Feb 06 2010
The hierarchy of work and workers
As the chapters discussing whaling pile up in the novel, Melville reveals the unrelenting nature of whaling and the constant work involved to make the ship sail and the whaling operation run. Many of these middle chapters examine minute parts of the whaling or sailing operation in great detail, conveying the massive amount of work intrinsic to whaling and the various knowledge needed by each seaman in order to be a successful whaler. It is a job requiring round-the-clock readiness, as each man is somewhat of an indentured servant to the whims of a whale. The sighting of the whale that Stubb eventually kills springs everyone into compulsive and complete response:
“As if struck by some enchanter’s wand, the sleepy ship and every sleeper in it all at once started into wakefulness; and more than a score of voices from all parts of the vessel, simultaneously with the three notes from aloft, shouted forth the accustomed cry” (255)
Once the whale is hauled in (a grueling process for which they must “toil hour after hour” (262)) the sailors have a few hours rest before the morning, when they will take apart the whale, but even their rest is interrupted by “anchor-watches,” which “shall be kept; that is, two and two for an hour, each couple, the crew in rotation shall mount the deck to see that all goes well” (271).

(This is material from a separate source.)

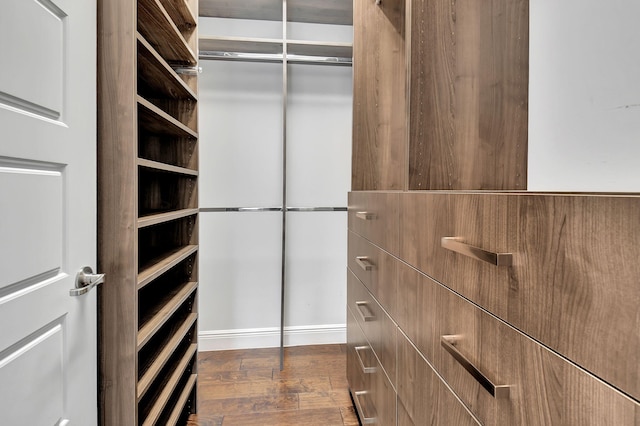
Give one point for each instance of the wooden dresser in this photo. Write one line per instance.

Even without considering the grueling, slave-like devotion that the sailors must show towards the whaling operation, regardless of any personal need or problem (witness the harpooneer, who must paddle hard with the company and then try to harpoon the whale, who have been driven to ‘”burst their blood-vessels in the boat” (260)), the sailor’s life on the ship is a constant need to work. The long chapter “The Town-Ho’s Story” examines the labor hierarchy and the consequences of an overworked company. Ishmael alludes many times to the workload on board and the captain and mates’ penchant to overwork their men, but for the time being, at least, the labor hierarchy is balanced enough to keep all the men content in their position (at least content enough not to mutiny). “The Town-Ho’s Story” finds the seamen under pressure from the constant work attending to the leaking ship. The mate Radney directly contradicts the labor hierarchy aboard the ship, demanding that Steelkilt sweep the deck, the “broom business” which is the “prescriptive province of the boys” (222). Labor is divided amongst the equal-ranking men according to ability:
“it was the stronger men in the Town-Ho that had been divided into gangs, taking turns at the pumps; and being the most athletic seaman of them all, Steelkilt had been regularly assigned captain of one of the gangs; consequently he should have been freed from any trivial business not connected with truly nautical duties” (222-3).
In a space that always demands work, work itself must be hierarchized; everything else is dropped once a whale is sighted, and after that ship duties, according to capability, involve keeping the ship afloat first and foremost, and then the other duties that involve general cleaning and maintenance. When Radney violates the hierarchy of labor on a ship, it becomes violent. The length of this chapter stresses the importance of preserving the hierarchy of work and the workers in order for the voyage to remain successful. Perhaps Ishmael is foreshadowing the problems the Pequod will face as their voyage grows longer and Ahab abandons convention in his maniacal pursuit.